Discretize a circle on a sphere with a given center and radius I would like to draw a discretized circle on the surface of a sphere (the Earth in that case). 
The input of the algorithm would be the center of the circle (expressed as longitude and latitude), the radius (expressed in meters),  and the number of points to calculate.
The output would be the coordinates of each calculated point.
I am guessing this involve the Great Circle formula but I can't see how. Any help would be appreciated.
Regards
 A: The easiest way to do this would probably be to first find the coordinates of a circle at one of the poles, and then use rotation matrix transforms to move the circle to the desired location.
At a pole, the points have coordinates:
$$(r\cos\phi,r\sin\phi,\sqrt{R^2-r^2})$$
Which you can evenly space by using $\phi=2n\pi/N$.
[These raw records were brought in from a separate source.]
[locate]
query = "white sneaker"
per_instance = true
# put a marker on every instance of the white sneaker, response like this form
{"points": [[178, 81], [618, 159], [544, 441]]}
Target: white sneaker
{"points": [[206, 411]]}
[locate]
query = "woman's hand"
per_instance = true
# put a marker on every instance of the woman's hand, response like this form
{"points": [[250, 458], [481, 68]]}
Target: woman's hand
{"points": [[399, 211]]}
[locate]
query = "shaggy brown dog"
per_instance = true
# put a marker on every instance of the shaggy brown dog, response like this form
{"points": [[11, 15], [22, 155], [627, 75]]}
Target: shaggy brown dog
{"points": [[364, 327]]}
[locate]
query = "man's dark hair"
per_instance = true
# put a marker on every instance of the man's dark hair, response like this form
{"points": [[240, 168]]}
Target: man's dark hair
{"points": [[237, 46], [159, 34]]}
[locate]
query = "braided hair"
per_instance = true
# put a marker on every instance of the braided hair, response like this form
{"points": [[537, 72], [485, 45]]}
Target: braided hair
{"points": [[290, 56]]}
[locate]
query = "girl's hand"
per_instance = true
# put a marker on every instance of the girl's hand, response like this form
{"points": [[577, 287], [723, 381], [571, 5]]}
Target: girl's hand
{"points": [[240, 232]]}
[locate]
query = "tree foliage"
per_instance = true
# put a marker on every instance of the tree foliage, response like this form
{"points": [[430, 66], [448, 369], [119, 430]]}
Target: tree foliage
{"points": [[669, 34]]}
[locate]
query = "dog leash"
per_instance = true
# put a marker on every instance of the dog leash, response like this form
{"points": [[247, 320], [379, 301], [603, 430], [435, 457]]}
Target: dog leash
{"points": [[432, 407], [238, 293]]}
Once you have an array of points, you want to transform each point by rotating it around the $X$ axis $\pi-\theta_{lat}$ degrees, and then around the $Z$ axis $\phi_{long}$ degrees.
A: Let $p(\theta, \phi) = r(\cos \phi \cos \theta, -\cos \phi \sin \theta,\sin \phi)$ (latitude is $\phi$ measured north, longitude is $\theta$ measured west, the point $0°$, $0 °$ corresponds to $(r,0,0)$, the north pole is $(0,0,r)$). This gives the $(x,y,z)$ coordinates of the point, where $(0,0,0)$ is the center of the earth.
You are given a center $x_c = p(\theta_c, \phi_c)$, and a distance $d$. The desired circle  consists of all points that are a distance $d$ from $x_c$, lying on the surface, ie, $C = \{x \in \mathbb{R}^3 | \|x\|=r,\ \|x-x_c\| = d \}$.
To parameterize points in $C$, we will express points as $x = \lambda x_c + p$, where $p \bot x_c$. Since $p \bot x_c$, we have $\lambda = \frac{\langle x , x_c \rangle}{\|x_c\|^2} = \frac{\langle x , x_c \rangle}{r^2}$, and since $d^2 = \|x-x_c\|^2 = \|x\|^2 + \|x_c\|^2 - 2 \langle x , x_c \rangle $, we have $\langle x , x_c \rangle = \frac{1}{2}(2 r^2 -d^2)$, hence $\lambda = 1  - \frac{1}{2}(\frac{d}{r})^2$. Since $p \bot x_c$, we also have $\|x\|^2 = |\lambda|^2 \|x_c\|^2 + \|p\|^2$, or $\|p\| = d_\bot = r\sqrt{1-\lambda^2} = d \sqrt{1-(\frac{d}{2r})^2}$.
Now suppose the subspace perpendicular to $x_c$ is given by $\{x_c\}^\bot = \operatorname{sp} \{ p_1, p_2 \}$, where the $p_i$ are orthonormal. Then $C$ can be parameterized by $C = \{\lambda x_c + d_\bot((\cos \alpha) p_1 + (\sin \alpha) p_2) \}_{\alpha \in [0,2 \pi)}$.
To actually do the computation, compute $x_c = p(\theta_c, \phi_c)$, compute one orthonormal vector $p_1 = \frac{p(\theta_c, \phi_c+\frac{\pi}{2})}{\| p(\theta_c, \phi_c+\frac{\pi}{2}) \|}$, and compute $p_2 = \frac{x_c}{r} \times p_1$ ($\times$ is the cross product). To compute $n$ points on the circle, compute $\lambda x_c + d_\bot((\cos (2 \pi \frac{k}{n})) p_1 + (\sin (2 \pi \frac{k}{n})) p_2)$ for $k = 0,...,n-1$.
(To compute the latitude & longitude of a point (x,y,z) on the surface, use $\phi = \arcsin \frac{z}{r}$, $\theta = \operatorname{atan2}(y,x)$.)
Note: The circle radius ($d$ above) is the Euclidean distance. If you want the great circle distance instead, say $\gamma$,  then use $d = 2 r \sin \frac{\gamma}{2r}$ in the above computation.